I’m just glad Liz wasn’t in my former stomping grounds in Raleigh, a club called 30 Plus – so named because everybody in there was supposed to be at least that old. The DJ, on this particular night several years ago, must’ve thought he was at a hip-hop convention and played music more suited to 15 and under. After being goaded by equally disaffected buddies, I sauntered over and, just as kindly as you please, asked if he had anything slow, like some vintage Luther, that he could play.

He didn’t take the suggestion well. Last December, while tracking Santa Claus, NORAD – the North American Aerospace Defense Command – reported seeing the string of profanity he unleashed toward me around 1998 still floating in earth’s atmosphere.

Guess who has never, ever asked another DJ to play a request?

My call to Fitzgerald’s for some insight into the pub’s decision was not returned. In published comments, though, pub spokeswoman Lauren Shoaf apologized to Hawryluk and said employees are now more aware of things that could offend people.

Say what? Does that mean the pub will try to avoid playing music that offends anyone?

Good luck with that, and good luck with getting people to buy beer and wings while listening to “Mary Had a Little Lamb.”

Music is essential to a business’s success, and several years ago, my own musical choice cost a restaurant on Chicago’s South Side a lot of business. When my friend Avis and I first entered The Soul Queen, we were the only two customers in the joint. With all-you-can-eat pig’s feet, potato salad, ribs and – get this, on the South Side of Chicago – delicious sweet tea, could the situation get any better?

I submit that it could – and did, because moments after entering I spotted in the corner an unattended jukebox that contained Z.Z. Hill’s “Cheatin’ in the Next Room.” I deposited $5 worth of quarters, hit K-7 20 times and sat back, prepared to enjoy Z.Z. and those pig trotters until I just couldn’t see straight.

Hog heaven, indeed – until about the 13th play. That’s when more customers started filing in and shooting me dirty looks, muttering and cursing under their breath, each time the needle dropped and the song began anew. Some left.

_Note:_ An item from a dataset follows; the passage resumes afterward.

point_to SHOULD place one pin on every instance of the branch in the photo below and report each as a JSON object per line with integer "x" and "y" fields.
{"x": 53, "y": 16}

The owner, perhaps fearing a mutiny or a mass exodus, wisely unplugged the jukebox.

Didn’t matter, though: by that time, I was already full of Z.Z. and pig’s feet.

The lesson in Chapel Hill and in Chicago seems to be that, as one gets older, you learn certain things, things such as living in a free society means that other people are free to – EGADS! – listen to music you may detest or find offensive.

Especially if they get to the jukebox first.